Divide

4.6K 1K 508
                                    

Tentunya, tak ada terdengar jawaban apapun dari pertanyaan penuh keherananku ini.

Tak ada suara apapun datang dari langit yang terdengar.

Aku jadi terkekeh dalam hati.

Lebih baik seperti ini sih memang!

Aku, bahkan yang lain bakal pingsan ketakutan juga jika beneran muncul suara datang dari langit.

Lagipula aku kan memohon lewat keheningan dalam hati, berarti Tuhan menjawab bisa lewat keheningan malam juga.

Leherku serasa dikalungkan besi seberat sepuluh kilo, tapi pelan aku berhasil juga untuk menegakkan diri, mendongak balik menatap wajah Kapt.

Kami jadi bertatapan walau tak ada berkata apapun.

Kapten bahkan diantara Chef Yuan serta Briptu Yoga yang langsung mengajak bersalam, nyerocos penuh semangat memperkenalkan Pak Damkar hanya memberi respon anggukan sekilas pada mereka dengan pandangannya tak lepas dariku.

Pasti Uncle Cyril yang utus Kapt kesini, entah apa alasannya.

Fokusku turun dari wajah amat lelahnya, kepada darah yang kembali merembes keluar dari luka pada bahu, membasahi kaus putihnya.

Oh Tuhan.

Aku menggigit bibir, rasa bersalah menyesak batinku.

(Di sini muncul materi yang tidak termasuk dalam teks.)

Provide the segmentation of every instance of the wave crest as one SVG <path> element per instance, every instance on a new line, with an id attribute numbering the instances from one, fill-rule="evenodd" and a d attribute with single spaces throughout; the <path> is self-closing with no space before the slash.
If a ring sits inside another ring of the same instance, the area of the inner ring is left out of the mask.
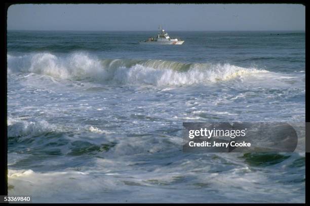
<path id="1" fill-rule="evenodd" d="M 156 60 L 100 60 L 84 53 L 57 57 L 50 53 L 8 55 L 10 72 L 28 72 L 74 80 L 103 83 L 156 86 L 206 84 L 266 72 L 255 68 L 224 65 L 182 63 Z"/>

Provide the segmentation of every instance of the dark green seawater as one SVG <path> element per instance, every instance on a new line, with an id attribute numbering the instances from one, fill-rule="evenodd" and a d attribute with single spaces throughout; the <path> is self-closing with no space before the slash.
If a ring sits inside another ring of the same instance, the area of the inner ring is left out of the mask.
<path id="1" fill-rule="evenodd" d="M 8 32 L 9 194 L 304 202 L 304 153 L 182 151 L 183 122 L 304 122 L 304 32 L 168 32 L 184 43 L 138 43 L 156 31 Z"/>

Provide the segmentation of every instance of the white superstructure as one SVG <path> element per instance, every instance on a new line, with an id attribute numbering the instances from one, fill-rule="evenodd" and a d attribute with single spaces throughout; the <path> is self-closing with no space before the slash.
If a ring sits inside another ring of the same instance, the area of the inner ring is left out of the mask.
<path id="1" fill-rule="evenodd" d="M 156 37 L 149 37 L 147 40 L 139 41 L 140 44 L 182 44 L 184 41 L 179 38 L 171 38 L 168 33 L 160 25 L 160 31 Z"/>

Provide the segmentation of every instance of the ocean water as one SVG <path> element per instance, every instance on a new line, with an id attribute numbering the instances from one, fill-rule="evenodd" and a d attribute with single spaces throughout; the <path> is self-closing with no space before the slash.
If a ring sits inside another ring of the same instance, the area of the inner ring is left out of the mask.
<path id="1" fill-rule="evenodd" d="M 304 202 L 304 153 L 184 153 L 181 134 L 183 122 L 298 127 L 305 33 L 168 31 L 185 42 L 137 43 L 157 31 L 8 31 L 10 194 Z"/>

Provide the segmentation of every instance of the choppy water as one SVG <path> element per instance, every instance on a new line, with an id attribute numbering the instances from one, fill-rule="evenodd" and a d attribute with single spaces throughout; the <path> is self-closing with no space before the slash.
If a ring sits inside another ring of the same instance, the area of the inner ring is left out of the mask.
<path id="1" fill-rule="evenodd" d="M 304 32 L 171 32 L 184 43 L 137 44 L 156 33 L 8 32 L 9 193 L 304 202 L 304 153 L 185 153 L 181 137 L 183 122 L 304 122 Z"/>

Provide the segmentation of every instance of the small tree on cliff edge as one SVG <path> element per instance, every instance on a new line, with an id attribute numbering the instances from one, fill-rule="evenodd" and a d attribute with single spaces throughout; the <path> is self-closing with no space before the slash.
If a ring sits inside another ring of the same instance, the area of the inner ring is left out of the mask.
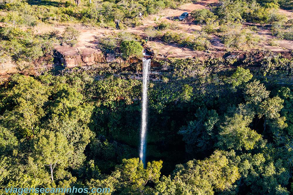
<path id="1" fill-rule="evenodd" d="M 75 1 L 75 3 L 78 6 L 79 5 L 79 4 L 80 4 L 80 1 L 81 0 L 74 0 L 74 1 Z"/>
<path id="2" fill-rule="evenodd" d="M 142 56 L 142 47 L 139 42 L 135 41 L 123 41 L 121 43 L 121 55 L 125 59 L 131 56 Z"/>

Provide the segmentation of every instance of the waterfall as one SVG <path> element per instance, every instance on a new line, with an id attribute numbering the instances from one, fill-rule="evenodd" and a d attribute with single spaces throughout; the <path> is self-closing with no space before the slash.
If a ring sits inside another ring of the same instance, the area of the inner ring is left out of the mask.
<path id="1" fill-rule="evenodd" d="M 146 137 L 147 122 L 147 89 L 151 66 L 151 59 L 142 59 L 143 77 L 142 82 L 142 126 L 140 130 L 140 147 L 139 158 L 145 167 L 145 154 L 146 149 Z"/>

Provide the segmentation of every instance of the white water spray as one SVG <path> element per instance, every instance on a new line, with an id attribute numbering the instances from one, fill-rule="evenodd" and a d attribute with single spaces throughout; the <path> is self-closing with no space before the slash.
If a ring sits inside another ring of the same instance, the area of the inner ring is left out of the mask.
<path id="1" fill-rule="evenodd" d="M 147 122 L 147 89 L 151 66 L 151 59 L 142 59 L 143 77 L 142 82 L 142 127 L 140 130 L 140 147 L 139 158 L 145 166 L 145 153 L 146 149 L 146 137 Z"/>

Aku ini, yang bisa dibilang merupakan inti dari segala permasalahan, sampai saat ini tak mengalami luka gores apapun. Ryan yang cuma terikut saja dalam pusaran bisa sampai jadi punya cedera luka yang darahnya keluar terus menerus.

Aku kembali tertunduk.

Atau mungkin,

Mungkin kedatangan Kapten Ryan yang sungguh pas sekali ini sebenarnya bukan untuk menjawab pertanyaanku sebelumnya.

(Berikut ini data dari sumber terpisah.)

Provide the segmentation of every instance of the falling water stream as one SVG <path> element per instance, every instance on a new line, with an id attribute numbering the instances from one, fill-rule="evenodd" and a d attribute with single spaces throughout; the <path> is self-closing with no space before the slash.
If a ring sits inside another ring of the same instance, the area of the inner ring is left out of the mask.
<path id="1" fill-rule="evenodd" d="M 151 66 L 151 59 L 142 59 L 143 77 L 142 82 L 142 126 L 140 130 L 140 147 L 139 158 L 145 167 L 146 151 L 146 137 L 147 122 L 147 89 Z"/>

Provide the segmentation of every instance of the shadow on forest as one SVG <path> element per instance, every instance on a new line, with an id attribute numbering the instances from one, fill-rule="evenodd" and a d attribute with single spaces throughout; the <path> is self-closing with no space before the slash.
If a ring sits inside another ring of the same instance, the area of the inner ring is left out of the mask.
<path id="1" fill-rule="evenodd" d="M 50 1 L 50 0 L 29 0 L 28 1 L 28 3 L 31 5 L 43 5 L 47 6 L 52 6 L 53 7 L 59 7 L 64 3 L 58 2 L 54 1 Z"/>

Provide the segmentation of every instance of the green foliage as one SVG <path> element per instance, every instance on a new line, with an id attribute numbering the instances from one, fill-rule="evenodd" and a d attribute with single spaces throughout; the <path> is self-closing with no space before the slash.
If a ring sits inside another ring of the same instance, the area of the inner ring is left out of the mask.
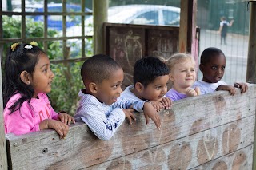
<path id="1" fill-rule="evenodd" d="M 5 38 L 21 37 L 21 18 L 3 16 L 3 35 Z M 58 31 L 48 30 L 49 37 L 57 37 Z M 42 38 L 43 36 L 43 23 L 34 22 L 32 19 L 26 19 L 26 38 Z M 11 44 L 4 45 L 4 53 L 2 57 L 2 75 L 4 75 L 4 58 L 6 49 Z M 42 42 L 38 42 L 38 46 L 43 49 Z M 61 41 L 48 42 L 47 54 L 50 60 L 62 59 L 62 44 Z M 71 115 L 74 113 L 76 104 L 78 101 L 78 91 L 83 86 L 80 77 L 80 66 L 82 63 L 56 64 L 52 65 L 51 69 L 55 74 L 52 85 L 52 90 L 49 93 L 54 109 L 58 112 L 65 110 Z"/>

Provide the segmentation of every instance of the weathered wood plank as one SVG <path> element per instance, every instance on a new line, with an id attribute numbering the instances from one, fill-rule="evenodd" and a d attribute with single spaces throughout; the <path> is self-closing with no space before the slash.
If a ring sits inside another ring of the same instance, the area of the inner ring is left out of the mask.
<path id="1" fill-rule="evenodd" d="M 228 154 L 225 156 L 219 157 L 213 161 L 202 164 L 199 167 L 191 170 L 251 170 L 253 159 L 253 144 L 246 148 L 237 150 L 236 152 Z"/>
<path id="2" fill-rule="evenodd" d="M 190 169 L 217 162 L 216 159 L 247 146 L 250 151 L 242 152 L 242 157 L 251 167 L 254 118 L 251 116 L 86 169 Z M 226 164 L 234 162 L 222 161 Z"/>
<path id="3" fill-rule="evenodd" d="M 138 113 L 136 122 L 132 125 L 124 123 L 109 141 L 97 139 L 83 124 L 72 126 L 66 140 L 58 140 L 56 132 L 51 130 L 19 136 L 8 134 L 12 165 L 15 168 L 31 169 L 83 168 L 207 132 L 230 122 L 243 121 L 255 114 L 255 87 L 250 86 L 242 95 L 238 89 L 234 97 L 227 92 L 217 92 L 174 102 L 172 110 L 160 113 L 162 121 L 160 131 L 153 122 L 146 125 L 143 115 Z"/>

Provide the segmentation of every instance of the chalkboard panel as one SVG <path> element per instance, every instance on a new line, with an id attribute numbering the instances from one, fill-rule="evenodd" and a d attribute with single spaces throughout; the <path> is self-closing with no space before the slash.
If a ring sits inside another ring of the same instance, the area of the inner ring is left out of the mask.
<path id="1" fill-rule="evenodd" d="M 149 56 L 169 58 L 178 51 L 178 30 L 149 30 L 147 31 Z"/>
<path id="2" fill-rule="evenodd" d="M 177 26 L 105 23 L 105 52 L 125 73 L 123 86 L 133 84 L 136 61 L 145 56 L 168 58 L 178 52 Z"/>

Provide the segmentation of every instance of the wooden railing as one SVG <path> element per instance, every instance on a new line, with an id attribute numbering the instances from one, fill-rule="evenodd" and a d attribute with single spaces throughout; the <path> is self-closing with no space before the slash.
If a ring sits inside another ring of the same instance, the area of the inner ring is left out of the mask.
<path id="1" fill-rule="evenodd" d="M 6 135 L 13 169 L 252 169 L 256 86 L 174 102 L 161 111 L 161 130 L 142 113 L 108 141 L 77 123 L 60 140 L 55 131 Z"/>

Tapi ini adalah lebih ke sebuah pernyataan Tuhan sebagai pemberian kesempatan bagi diriku ini untuk bisa jujur.

Aku mengerjap.

Memang benar bukan?

Sampai kapan aku juga bakal terus berlari, menutup-nutupi apa yang telah terjadi.

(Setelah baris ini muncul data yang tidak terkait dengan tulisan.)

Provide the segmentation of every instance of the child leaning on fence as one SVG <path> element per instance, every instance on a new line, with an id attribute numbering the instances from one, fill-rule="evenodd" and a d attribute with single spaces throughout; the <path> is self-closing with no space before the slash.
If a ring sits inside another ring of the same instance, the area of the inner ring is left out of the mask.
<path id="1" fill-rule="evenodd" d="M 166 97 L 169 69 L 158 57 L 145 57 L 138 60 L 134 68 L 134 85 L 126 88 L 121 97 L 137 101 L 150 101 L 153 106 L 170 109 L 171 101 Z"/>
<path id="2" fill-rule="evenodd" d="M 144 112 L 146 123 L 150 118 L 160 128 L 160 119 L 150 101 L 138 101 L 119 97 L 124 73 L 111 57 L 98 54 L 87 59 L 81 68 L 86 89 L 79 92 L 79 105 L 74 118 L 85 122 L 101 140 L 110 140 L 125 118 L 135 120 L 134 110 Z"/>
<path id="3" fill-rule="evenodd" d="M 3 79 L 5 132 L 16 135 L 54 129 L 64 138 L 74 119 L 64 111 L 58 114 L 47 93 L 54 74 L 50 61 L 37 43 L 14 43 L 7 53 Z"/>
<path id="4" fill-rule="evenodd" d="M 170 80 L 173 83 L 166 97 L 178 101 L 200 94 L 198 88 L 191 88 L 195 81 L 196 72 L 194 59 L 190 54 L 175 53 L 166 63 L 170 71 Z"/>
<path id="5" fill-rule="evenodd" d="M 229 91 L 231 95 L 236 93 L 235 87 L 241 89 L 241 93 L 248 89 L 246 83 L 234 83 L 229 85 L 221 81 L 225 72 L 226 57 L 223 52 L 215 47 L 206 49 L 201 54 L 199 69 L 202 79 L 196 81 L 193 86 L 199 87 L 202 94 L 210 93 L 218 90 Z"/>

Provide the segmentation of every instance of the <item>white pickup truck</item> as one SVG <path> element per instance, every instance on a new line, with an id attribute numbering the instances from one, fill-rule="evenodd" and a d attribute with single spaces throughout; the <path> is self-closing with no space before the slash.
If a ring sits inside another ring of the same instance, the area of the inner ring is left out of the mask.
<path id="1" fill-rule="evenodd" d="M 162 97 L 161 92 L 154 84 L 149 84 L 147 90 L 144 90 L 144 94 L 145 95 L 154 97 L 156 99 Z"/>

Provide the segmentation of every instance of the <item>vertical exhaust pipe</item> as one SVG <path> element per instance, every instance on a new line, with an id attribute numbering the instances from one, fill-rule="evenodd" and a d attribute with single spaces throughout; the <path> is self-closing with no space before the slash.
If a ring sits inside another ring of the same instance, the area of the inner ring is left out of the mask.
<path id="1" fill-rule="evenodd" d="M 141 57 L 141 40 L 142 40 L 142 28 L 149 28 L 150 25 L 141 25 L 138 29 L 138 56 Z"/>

Seperti yang nasihat baik yang Vincent beri sebelumnya, terkadang kebenaran adalah hal yang menyakitkan.

Sebenarnya sih ini lebih menyakitkan bagi diriku , jelas.

Bukan buat Kapten Ryan.

Aku rasa kebenaran ini justru akan membebaskan dirinya.

Dia tak perlu capek-capek sebenarnya sampai tak perduli dengan nyawanya sendiri demi membelaku dan kakakku.

Kutarik napas.

Di momen seperti ini aku jadi semakin sadar kalau aku benar-benar menyayangi Kapten Ryan.

Setelah semua yang telah terjadi, hingga aku kembali di Jakarta saat ini, perasaanku tak ada berkurang, bertambah besar malah.